# Finding a cooking job overseas



## nicko (Oct 5, 2001)

There was a fair amount of discussion in the externships thread about working abroad and I thought it would be good to get a discussion going on what is involved with working abroad. I think it would be very useful for all of us to share tips on how we got their, found a job, what happened etc.

I did not do an externship overseas as I felt it was too short a time to go all the way over to Europe to work just to come back in five months. On top of that I didn't really know anyone to tell you the truth so I stuck with the states. However after school I made a good friend who had worked in both France and Switzerland and he was able to hook me up with a couple week to two week stints. It is worth noting that I tried going through two chefs that I worked with before and it was a long waiting game, writing a formal request in one instance and sending it all the way to France. In the end these two chefs I think we just two darn busy to help a lowly culinary grad. My friend who helped me simply called over there and the people said yes the rest was up to me.

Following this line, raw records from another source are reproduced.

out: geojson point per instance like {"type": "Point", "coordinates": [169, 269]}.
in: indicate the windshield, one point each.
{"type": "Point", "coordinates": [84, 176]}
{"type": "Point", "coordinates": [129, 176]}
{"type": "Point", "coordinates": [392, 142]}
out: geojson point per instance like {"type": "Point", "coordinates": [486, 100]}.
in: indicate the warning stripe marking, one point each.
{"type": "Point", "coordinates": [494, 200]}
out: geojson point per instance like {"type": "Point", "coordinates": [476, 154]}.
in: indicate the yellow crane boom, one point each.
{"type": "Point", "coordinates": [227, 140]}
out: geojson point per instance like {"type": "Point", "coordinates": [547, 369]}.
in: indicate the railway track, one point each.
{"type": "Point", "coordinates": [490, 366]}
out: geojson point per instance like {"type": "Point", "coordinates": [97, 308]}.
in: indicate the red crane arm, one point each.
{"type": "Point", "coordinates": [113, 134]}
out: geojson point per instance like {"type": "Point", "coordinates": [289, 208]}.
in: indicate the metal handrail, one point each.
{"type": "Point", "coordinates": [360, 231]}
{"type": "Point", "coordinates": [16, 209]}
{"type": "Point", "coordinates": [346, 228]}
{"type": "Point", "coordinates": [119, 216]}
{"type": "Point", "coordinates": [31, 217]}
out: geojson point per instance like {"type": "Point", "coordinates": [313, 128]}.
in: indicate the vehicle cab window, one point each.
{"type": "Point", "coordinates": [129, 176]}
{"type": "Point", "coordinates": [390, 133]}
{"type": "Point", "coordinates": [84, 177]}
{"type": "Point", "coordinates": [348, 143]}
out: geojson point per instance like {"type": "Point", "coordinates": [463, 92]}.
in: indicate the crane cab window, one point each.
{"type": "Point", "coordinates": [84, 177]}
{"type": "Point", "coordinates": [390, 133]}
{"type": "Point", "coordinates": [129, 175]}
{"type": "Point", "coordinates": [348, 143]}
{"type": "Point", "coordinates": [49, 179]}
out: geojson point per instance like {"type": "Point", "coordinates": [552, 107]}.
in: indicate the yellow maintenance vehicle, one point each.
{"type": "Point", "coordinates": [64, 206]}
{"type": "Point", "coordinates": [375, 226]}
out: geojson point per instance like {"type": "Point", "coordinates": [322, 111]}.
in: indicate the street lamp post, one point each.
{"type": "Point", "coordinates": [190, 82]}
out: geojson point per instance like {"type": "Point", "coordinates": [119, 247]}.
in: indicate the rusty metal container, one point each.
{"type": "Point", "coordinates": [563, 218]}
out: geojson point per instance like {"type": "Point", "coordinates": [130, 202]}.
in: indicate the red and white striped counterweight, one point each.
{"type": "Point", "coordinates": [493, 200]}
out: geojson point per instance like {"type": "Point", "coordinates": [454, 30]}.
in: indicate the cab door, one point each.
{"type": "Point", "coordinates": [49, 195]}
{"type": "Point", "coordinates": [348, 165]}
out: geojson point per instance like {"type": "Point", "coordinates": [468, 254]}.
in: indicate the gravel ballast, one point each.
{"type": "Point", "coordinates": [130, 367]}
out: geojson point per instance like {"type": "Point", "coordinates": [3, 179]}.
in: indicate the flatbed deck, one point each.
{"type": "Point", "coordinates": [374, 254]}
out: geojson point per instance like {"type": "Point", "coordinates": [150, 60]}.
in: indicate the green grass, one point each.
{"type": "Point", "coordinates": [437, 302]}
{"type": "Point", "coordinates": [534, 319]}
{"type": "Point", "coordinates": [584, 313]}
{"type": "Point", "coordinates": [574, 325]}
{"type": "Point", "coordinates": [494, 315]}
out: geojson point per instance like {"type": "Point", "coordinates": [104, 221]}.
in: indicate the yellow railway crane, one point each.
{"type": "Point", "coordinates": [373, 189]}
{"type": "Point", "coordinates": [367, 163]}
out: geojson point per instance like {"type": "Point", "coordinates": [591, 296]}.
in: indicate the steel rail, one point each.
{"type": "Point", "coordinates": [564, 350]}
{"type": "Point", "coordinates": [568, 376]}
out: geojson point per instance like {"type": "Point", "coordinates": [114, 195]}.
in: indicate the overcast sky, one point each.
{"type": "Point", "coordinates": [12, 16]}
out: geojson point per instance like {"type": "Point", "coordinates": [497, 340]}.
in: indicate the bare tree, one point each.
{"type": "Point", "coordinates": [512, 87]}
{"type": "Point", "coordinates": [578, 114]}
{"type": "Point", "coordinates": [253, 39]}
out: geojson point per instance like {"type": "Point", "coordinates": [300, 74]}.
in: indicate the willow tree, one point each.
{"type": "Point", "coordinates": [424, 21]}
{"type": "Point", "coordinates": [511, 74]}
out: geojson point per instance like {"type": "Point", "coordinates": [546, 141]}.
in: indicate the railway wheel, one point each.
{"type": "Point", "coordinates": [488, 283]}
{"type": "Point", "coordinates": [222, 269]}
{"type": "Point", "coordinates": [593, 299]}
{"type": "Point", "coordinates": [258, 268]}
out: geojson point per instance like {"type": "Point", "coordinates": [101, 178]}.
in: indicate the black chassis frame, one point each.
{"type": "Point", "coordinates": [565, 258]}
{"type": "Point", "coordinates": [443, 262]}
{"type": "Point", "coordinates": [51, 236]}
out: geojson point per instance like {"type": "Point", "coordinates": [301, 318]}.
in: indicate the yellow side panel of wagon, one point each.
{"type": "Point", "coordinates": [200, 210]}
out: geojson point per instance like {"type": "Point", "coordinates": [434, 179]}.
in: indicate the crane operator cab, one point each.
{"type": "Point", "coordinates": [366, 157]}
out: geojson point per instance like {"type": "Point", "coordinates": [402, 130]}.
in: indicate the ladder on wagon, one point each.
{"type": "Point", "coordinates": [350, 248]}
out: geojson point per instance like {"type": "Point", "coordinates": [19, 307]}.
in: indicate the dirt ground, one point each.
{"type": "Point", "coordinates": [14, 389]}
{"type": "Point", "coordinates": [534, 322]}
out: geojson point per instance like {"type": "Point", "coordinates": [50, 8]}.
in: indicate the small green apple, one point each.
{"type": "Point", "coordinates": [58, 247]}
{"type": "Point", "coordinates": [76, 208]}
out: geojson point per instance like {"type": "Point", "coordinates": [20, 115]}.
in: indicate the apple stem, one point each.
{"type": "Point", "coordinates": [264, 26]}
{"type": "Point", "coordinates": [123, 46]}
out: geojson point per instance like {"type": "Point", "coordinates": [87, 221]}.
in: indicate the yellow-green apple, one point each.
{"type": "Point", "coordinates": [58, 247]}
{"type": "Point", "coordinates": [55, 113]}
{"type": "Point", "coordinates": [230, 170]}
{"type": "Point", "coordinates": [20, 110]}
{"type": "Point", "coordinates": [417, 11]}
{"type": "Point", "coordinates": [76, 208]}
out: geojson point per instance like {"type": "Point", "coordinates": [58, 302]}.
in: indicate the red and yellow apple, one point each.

I left the states with a one way ticket and made my way to Bourg En Bresse France and introduced myself. They asked me how long I would stay and I told them i could only stay a week but would like to stay longer if that was ok. They gave me a place to sleep and fed me twice a day. After a week it was time for me to go and I asked the chef if he would have me back and he said yes just to call him when I was done in Switzerland. A coupe of important points to share here:

No working papers
Did not get paid anything in France just a nice room to stay in and a couple mealsI
I initiated an offer to stay longer
Cleaned more than any other place I have worked in
Did not speak French
The restaurant I worked in was a 1 star (much easier to get into)
Switzerland was different I arrived and worked about 3 weeks total (worked my but off), and hit it off with the owner and his wife. It was a big shop and they moved me around quite a bit. After 3 weeks he asked if I would stay because the holidays were coming up and I said yes but I need a place to stay. They found me a really nice room which they paid for and they paid me some pocket money. This is far more dangerous than what I was doing in France and if I would of been caught I would of been asked to leave the country. All in all I stayed a little over 8 months.

There is more to my story but I will stop for now to hear what others have to say. The main thing I learned about getting a job overseas is:

You don't necessarily need workign papers especially if your not going two be working very long.
Don't go for the big places try for a 1-2 establishment, you will learn more.
Go to the islands (Greek) during the season (April - Oct) and you will always be able to get a job. Likwise head to the ski resorts in the alps during the winter season and you will have no problem getting a job.
Work hard and show them your serious (don't complain) and initiate opportunities to stay longer.
 Anyone else have some tips or experiences to share? Hope my comments are helpful.


----------



## someday (Aug 15, 2003)

Great post thats good advice. I've often thought of doind something like that--how did you get past the language barrier, if I may ask? Was it difficult?


----------



## nicko (Oct 5, 2001)

In France it was tough I had to rely on just common sense and some broken English from the Sous Chef. In Switzerland just about everyone spoke English. Itally was the toughest because no one spoke English but again just using your common sense in the kitchen can get you pretty far.


----------